Capitolo 75

C A P I T O L O 75


«Da quanto tempo è incosciente? »

« Da un paio d'ore. I dottori mi hanno riferito che c'è poca probabilità che riesca a superare la notte. »

I passi nervosi di Michael che riecheggiava nella piccola stanza, mi arrivarono dritti alle orecchie, come una nota d'allarme e di agitazione che potevo percepire fino al letto su cui giaceva mio padre e vicino alla quale avevo preso posto su una sedia alquanto scomoda.
Mia madre, invece, era immobile davanti alla grande vetrata che dava sulla città quasi addormentata.

« Non è riuscito a vedermi » sussurrai, allungando una mano per afferrare dolcemente quella di mio padre.

Era calda.

« Tuo padre mi ha parlato di te, ieri sera. Mi ha confessato la gioia che provava nel vederti ormai felice. Con un uomo fantastico al tuo fianco. Mi ha detto che mi amava, ma io ero così stanca che non sono riuscita a rispondergli. Mi sono addormentata subito dopo » mormorò mia madre con la voce leggermente strozzata.

Stava per piangere. Lo potevo notare dal continuo battere delle ciglia, dal modo di asciugarsi il palmo delle mani sudate sulla stoffa del suo vestito scuro.
Mia madre era da sempre stata un libro aperto.
Sopratutto nei momenti di quel tipo.
Mi alzai dalla sedia per raggiungerla e senza esitare la strinsi in un dolce abbraccio, poggiando il mento sulla sua esile spalla.

« Papà si sveglierà mamma. Lui è una persona forte. Proprio come te. Ricordi? Lui è un guerriero » le sussurrai con tono lene, accarezzandole lentamente la schiena.

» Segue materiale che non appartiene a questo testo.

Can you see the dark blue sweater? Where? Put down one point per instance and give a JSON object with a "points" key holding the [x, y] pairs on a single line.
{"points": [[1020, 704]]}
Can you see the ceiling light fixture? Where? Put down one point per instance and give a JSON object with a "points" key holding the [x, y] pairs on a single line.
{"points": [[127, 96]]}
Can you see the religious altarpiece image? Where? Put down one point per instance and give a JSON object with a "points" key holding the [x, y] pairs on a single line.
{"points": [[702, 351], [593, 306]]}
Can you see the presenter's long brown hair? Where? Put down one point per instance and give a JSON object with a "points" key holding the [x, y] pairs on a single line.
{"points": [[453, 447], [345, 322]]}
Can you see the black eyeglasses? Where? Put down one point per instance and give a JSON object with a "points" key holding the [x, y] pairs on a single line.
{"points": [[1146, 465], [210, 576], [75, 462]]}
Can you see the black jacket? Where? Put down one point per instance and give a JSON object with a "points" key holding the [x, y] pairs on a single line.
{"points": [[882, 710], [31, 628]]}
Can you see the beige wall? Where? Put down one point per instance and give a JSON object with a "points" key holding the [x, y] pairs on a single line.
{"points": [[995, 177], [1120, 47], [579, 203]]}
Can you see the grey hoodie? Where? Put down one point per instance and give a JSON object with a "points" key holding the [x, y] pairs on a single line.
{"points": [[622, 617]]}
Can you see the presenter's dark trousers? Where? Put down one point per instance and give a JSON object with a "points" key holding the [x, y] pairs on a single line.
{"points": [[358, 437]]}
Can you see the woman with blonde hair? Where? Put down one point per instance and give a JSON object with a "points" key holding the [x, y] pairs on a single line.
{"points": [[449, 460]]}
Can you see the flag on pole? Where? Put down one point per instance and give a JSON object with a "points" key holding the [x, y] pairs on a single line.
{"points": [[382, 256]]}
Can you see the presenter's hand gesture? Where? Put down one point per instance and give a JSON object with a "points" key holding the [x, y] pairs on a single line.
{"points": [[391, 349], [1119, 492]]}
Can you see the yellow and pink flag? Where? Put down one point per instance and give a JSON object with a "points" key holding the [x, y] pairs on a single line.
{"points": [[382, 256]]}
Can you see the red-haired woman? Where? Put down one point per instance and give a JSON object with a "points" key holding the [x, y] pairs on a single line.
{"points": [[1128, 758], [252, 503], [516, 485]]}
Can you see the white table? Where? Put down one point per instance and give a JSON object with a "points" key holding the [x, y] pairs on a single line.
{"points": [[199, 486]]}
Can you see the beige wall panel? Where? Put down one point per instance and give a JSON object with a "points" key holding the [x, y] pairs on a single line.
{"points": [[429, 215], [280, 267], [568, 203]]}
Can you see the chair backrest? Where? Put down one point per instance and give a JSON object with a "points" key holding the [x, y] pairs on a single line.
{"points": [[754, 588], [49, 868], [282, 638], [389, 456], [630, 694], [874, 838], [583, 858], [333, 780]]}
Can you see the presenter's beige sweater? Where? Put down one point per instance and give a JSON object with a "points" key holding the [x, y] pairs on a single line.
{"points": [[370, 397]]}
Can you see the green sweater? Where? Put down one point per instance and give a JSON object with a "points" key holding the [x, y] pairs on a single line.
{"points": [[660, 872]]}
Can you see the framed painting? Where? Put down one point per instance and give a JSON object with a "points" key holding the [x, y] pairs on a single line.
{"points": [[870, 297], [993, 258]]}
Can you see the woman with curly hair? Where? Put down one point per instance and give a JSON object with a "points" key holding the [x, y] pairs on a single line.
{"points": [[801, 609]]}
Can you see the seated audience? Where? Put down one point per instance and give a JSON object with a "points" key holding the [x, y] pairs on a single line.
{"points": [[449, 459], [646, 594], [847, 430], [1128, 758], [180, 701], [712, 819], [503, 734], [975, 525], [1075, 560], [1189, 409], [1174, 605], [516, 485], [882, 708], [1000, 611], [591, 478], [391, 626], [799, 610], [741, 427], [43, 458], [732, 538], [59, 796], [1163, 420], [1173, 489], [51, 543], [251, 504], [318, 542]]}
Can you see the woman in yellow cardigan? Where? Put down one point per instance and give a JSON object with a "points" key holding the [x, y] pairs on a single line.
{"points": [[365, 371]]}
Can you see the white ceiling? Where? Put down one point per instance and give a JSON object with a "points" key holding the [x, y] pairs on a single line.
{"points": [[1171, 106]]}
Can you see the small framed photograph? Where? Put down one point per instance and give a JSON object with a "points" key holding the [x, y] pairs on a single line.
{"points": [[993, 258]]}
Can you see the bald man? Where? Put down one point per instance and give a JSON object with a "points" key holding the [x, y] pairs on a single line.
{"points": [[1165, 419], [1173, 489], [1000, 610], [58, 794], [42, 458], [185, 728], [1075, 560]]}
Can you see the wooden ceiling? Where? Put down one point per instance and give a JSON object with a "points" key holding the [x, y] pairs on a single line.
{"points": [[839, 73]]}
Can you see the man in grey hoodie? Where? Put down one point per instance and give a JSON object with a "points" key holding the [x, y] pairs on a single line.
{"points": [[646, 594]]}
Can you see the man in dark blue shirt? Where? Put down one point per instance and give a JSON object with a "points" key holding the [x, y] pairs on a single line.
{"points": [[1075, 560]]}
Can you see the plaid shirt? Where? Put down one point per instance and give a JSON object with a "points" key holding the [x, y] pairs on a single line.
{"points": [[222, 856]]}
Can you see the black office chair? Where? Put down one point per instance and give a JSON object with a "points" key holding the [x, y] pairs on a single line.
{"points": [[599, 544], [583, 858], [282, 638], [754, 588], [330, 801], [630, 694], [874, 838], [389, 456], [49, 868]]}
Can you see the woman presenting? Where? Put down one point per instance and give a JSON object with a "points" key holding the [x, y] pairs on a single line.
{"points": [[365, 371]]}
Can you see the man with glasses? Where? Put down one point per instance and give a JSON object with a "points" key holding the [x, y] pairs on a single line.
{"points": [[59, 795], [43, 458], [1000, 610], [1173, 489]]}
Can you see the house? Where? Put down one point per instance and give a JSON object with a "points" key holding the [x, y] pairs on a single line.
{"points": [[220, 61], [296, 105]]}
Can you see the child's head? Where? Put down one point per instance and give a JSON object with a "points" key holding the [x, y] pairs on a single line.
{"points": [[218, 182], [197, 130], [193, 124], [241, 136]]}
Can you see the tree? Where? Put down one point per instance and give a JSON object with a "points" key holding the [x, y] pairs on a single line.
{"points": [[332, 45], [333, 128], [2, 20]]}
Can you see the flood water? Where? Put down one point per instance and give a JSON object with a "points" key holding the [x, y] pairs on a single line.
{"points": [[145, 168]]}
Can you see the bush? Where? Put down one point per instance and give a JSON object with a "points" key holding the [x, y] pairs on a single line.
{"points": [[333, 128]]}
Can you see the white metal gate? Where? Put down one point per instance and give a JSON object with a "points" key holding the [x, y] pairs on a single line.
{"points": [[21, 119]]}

Ero solita farlo quando dovevo confortarla e lei lo trovava rilassante.
La faceva sentire al sicuro e le prometteva che sarebbe andato tutto bene.
Michael si era soffermato a fissare un punto vuoto della stanza.
Soffriva più di me.
Riportai la mia attenzione su mia madre e lentamente mi sciolsi dall'abbraccio, prendendole le mani leggermente tremanti.

« Mamma, perché non ti prendi una pausa? Resto io con papà » le consigliai, accennandole un lieve sorriso.

Ella scosse la testa più volte.

« No, no. Tuo padre ha anche bisogno di me e non lo lascerò fino a quando non si sveglierà. Deve sapere che ci sono per lui, Kara. Deve sapere che lo amo » replicò.

« Ti prometto che gli resterò accanto ogni minuto, mamma. Ma in questo momento tu hai bisogno di una pausa. Ti prego. »

Percepii una figura alta sovrastare la mia e prima che potessi aggiungere altro, Michael mi affianco, precendendomi.

« La accompagnerò io in persona, signora Jones. I miei uomini attenderanno qui nel caso a Kara servisse aiuto » esordì.

Il suo sguardo premuroso e la sua dolce voce bastò a rilassare mia madre.
Si lasciò convincere. L'idea di farsi accompagnare da qualcuno che conosceva, la faceva sentire a suo agio.
Inoltre, sapeva benissimo che non l'avrei lasciata restare lì più del dovuto.
Aveva lavorato tutta la giornata, quel giorno.

« Promettimi che qualsiasi cosa dica il dottore, tu non mi nasconderai nulla »
mi disse.

« Te lo prometto » replicai.

Si avvicinò alla mia figura e mi strinse in un forte abbraccio per poi raggiungere mio padre.
Si chinò in avanti con il busto e gli stampò un bacio sulla fronte.
La sentii sussurrargli un "ti amo" sincero e rivolgendomi un ultimo sguardo di gratitudine, camminò lentamente verso la porta.

« Prenditi cura di lei, Michael » mormorai.

« Lo farò. Sicura di poter restare qui da sola? » mi chiese, allungando una mano per sfiorarmi la guancia.

Annuii.

« Lei ha più bisogno di te ora. Io me la caverò » risposi.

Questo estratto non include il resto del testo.